Le jeune homme s’arrêta, haletant, à bout de forces, épuisé par l’émotion. Son regard lançait des éclairs de fureur, et les passions grondaient sourdement dans sa poitrine. Marie le considérait avec un sentiment de pitié et d’effroi.

— Est-ce encore moi, dit-elle, qui vous inspire ces paroles de haine et d’orgueil ?

— Ne me faites pas de reproches, répondit François. Je suis si malheureux !

— Pourquoi vous décourager ? Qui vous dit que Dieu ne viendra pas à votre secours ? Vous êtes malheureux ? Est-ce que je ne vous aime plus ? Les hommes vous dédaignent ?… Est-ce que mon père ne songe pas à vous ? Croyez-vous qu’il n’apprécie pas votre talent ?

— Vous aurait-il parlé de moi ? s’écria François, en interrogeant avidement la jeune fille de la voix et du regard.

— Vous savez, répondit Marie, que mon père commence à vieillir. Le travail le fatigue. Il sentira le besoin d’un aide jeune, intelligent…

— Mais je travaillerais sous ses ordres, reprit François. Je ne serais pas son égal ; il aurait le droit de me mépriser. Il me refuserait votre main !

— C’est le démon qui vous fait parler aussi méchamment, François. Prenez garde ! Vous avez de bonnes inspirations, mais l’orgueil vous perdra. Rappelez-vous l’histoire de Hugues. Il avait du génie, et l’ambition le conduisit à l’abîme. L’esprit du Seigneur l’abandonna ; il dépouilla l’habit monacal pour se jeter dans une vie de désordre. Dieu, pour le punir, lui envoya une maladie mortelle…

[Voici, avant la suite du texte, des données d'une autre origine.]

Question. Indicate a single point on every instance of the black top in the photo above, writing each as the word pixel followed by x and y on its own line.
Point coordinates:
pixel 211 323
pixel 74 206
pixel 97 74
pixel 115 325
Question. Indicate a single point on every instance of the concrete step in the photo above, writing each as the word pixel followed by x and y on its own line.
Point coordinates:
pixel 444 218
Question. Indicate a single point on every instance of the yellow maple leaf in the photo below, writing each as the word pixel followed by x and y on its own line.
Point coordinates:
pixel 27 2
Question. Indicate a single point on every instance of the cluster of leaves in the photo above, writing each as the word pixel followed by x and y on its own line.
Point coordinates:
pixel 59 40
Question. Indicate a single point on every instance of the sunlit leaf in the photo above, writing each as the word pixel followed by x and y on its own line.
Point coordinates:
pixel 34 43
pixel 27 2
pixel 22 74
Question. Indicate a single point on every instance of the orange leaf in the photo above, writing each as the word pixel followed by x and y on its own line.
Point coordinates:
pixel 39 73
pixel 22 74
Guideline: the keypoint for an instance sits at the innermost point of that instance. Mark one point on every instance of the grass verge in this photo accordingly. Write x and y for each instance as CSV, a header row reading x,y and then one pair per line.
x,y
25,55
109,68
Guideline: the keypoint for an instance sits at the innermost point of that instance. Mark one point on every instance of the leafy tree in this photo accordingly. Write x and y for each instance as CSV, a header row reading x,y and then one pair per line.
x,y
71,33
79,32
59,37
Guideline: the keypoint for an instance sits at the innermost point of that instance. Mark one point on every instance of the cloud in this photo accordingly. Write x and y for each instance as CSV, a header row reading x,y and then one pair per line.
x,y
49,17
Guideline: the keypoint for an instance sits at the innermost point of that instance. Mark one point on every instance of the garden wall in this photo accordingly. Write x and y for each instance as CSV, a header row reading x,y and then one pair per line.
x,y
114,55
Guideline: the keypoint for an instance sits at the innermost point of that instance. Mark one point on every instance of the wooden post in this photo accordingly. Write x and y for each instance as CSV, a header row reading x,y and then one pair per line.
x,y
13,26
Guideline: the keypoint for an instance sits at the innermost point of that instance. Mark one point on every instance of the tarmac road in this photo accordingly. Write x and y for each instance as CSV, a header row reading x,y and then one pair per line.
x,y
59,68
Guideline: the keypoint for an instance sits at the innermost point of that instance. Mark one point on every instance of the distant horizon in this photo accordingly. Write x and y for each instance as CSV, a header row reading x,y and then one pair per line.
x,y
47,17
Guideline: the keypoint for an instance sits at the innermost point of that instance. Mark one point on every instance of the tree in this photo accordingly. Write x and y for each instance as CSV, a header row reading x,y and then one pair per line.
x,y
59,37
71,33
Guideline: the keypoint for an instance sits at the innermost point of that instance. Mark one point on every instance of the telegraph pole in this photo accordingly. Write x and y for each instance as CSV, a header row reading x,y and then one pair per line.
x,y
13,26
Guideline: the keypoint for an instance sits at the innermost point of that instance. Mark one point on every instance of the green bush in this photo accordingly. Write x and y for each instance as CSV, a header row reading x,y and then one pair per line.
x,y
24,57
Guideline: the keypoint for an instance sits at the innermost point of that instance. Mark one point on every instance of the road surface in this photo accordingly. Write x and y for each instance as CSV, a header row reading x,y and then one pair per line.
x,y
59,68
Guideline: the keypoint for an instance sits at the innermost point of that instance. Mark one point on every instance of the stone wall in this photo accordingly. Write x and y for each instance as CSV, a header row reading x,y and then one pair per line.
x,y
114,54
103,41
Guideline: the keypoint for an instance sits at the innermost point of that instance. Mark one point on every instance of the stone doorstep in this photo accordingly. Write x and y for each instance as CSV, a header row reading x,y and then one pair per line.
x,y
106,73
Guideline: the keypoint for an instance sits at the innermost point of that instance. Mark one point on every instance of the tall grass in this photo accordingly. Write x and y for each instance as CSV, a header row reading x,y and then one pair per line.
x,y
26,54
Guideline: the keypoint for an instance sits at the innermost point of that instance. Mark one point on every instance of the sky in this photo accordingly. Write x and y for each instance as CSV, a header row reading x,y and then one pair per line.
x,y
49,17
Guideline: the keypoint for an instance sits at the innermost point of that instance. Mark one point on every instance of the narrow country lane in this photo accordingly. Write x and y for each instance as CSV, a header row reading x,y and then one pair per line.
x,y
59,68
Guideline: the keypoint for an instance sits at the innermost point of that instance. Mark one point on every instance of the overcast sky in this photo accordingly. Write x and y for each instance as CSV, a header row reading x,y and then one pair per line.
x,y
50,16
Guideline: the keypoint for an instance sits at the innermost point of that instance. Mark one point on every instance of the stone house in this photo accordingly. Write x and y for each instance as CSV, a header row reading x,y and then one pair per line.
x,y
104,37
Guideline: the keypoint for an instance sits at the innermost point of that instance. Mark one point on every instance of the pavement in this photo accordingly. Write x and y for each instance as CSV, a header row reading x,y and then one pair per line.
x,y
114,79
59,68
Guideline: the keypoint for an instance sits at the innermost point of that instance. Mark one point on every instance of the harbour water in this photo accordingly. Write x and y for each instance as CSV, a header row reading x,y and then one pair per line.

— Vous avez raison, Marie. Mais vous oubliez que la Vierge lui apparut au sommet de la croix. Le globe d’azur qui la dérobait aux regards s’ouvrit merveilleusement en deux parties, et, dans le milieu, on vit la Reine du Ciel sous des vêtements fins et ineffables. La mère de Dieu descendit le long de la croix en semant des étoiles sur sa route. Elle s’assit près du pécheur et lui rendit la santé… Vous êtes pour moi cette bienheureuse apparition. Vous avez fait briller l’espérance à mes yeux… Et avec l’espérance, le calme et le repentir sont entrés dans mon cœur.

En achevant ces mots, François se jeta aux genoux de Marie et demeura dans une muette contemplation. Quand il se releva, son visage était rayonnant. Mais, tout à coup, il poussa un cri de surprise et recula de plusieurs pas, jusqu’au bord du ruisseau.